Monday, June 18, 2007

Eskiler güzeldir...

Sevgili blog ahalisi,

Bugün sizleri gönüllerin kainat güzeli, birtanelerin birtanesi, canım annemle, daha doğrusu annemin gençlik halleriyle tanıştırmak istiyorum. Elimde elbette ki bir sürü fotoğraf var ancak bugün sizlerle sadece 3 tanesini paylaşacağım. Bu üç nadide eser de sizleri dumurlardan dumurlara koşturacak potansiyele fazlasıyla sahip zaten. Huzurlarınızda canım annem;


Beni canlı canlı gören şanslı (!) kimselerin içlerinden "insan insana bu kadar benzer mi?" dediğini, ancak bunu derken, "ama, ama garip bir şekilde büyük de bir fark var, nedir yahu?!?" diye serzenişte bulunduğunu duyar gibiyim taaa buralardan. Boşuna güzel zihinlerinizi yormayın ben yardımcı olayım.. Benim annem çok güzel! Hiçbir şekilde mütevazilik yapamayacağım ender konulardan biri.. Annem çok güzel ve aramızdaki en büyük fark bu. Tüm bunları okurken sanmayın ki kendimin çirkin olduğunu iddia ediyorum (hahahahah tabi ki de hayır) sadece ben daha az güzelim...

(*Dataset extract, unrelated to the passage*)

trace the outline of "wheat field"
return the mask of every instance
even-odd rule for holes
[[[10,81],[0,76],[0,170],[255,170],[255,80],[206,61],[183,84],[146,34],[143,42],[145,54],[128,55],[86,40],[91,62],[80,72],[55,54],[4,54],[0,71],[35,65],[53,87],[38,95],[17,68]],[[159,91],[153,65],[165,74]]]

Evet, benden yeteri kadar nefret edip tiskindiyseniz diğer fotoğraflara geçebiliriz... Annemle ilgili vermem gereken diğer detaylardan biri de zamanında (şimdi pek özenmiyo kendine, özense gönül yazarlar halt eylemişti) inanılmaz zevkli, kaliteli ve şık giyiniyor olması. Gençlik yıllarından kalma birkaç parça kıyafeti var, şimdi o kıyafetleri yaptırmak için servet lazım servet! Annemden kalma, çok iyi bakılmış bu süper ötesi kıyafetleri neden şu an benim değerlendirip giymediğimi soruyorsunuz değil mi? Bacağımdan geçse razıyım, yeterli mi? Fotoğrafta annem ve birbirinden çılgın iki arkadaşı var. Soldaki benim annem olur ve üstündeki kabanı da yıkılmaktadır;




Bununla bitti mi? Elbette hayır. Ortada büyük bir farklılık daha var... O kadar büyük ki, ne kadar büyük olduğunu tahmin bile edemezsiniz (en son ölçtüğümde 110'du). Annem kabul edilemez biçimde ince, minyon ve zarifmiş.. Hala da öyle.. İncecik bir bel, sağlıklı bir cilt, ameliyat hediyesi sevimli göbeği dışında genç kız sanıldığı, saçları benim sevgiliminki gibi erkenden beyazlamış yakışıklı babamı annemin babası zannettikleri çok olmuş. İşin kötü tarafı annem üçüncü ve sonuncu çocuğu "ben"i doğurduktan sonra 47 kiloymuş (benim en son ilkokul 5'te görebildiğim bir rakamdır bu). En nihayetinde bunun unutulmaz bir örneği, meslek lisesinde kendi diktiği kıyafetini dayılarımdan gizlenerek tanıtmakta olduğu okul defilesindendir ve aşağıda huzurlarınıza sunulmaktadır;




Kate Moss'lara Kylie Minouge'lara taş çıkartacak bu dünyalar güzeli annemin en önemli özelliği ise onu daha da güzelleştirenin "anne" olması, "o"nun gibi bir anne olmasıdır. O, bana göre içiyle dışıyla, yer yüzündeki en güzel annedir ve benim en kıymetlimdir...

3 comments:

Anonymous said...

Allah annene uzunn ömür versin.. anasına bak kızını al demişler. cenk annene baksın seni alsın =)

tubik said...

AMİİİİİNNNNN!!! Çok teşekkür ederim... Cenk de bu mantıktan yola çıkarak böyle bişeye kalkıştı ama.. du bakalım :D

Otaku said...

inanılmaz bir benzerlik var, ama ama sanki çok da farklı... eee, yok yok farklı diil :)
Saygı duruşu fotosuna hasta oldum ayrıca.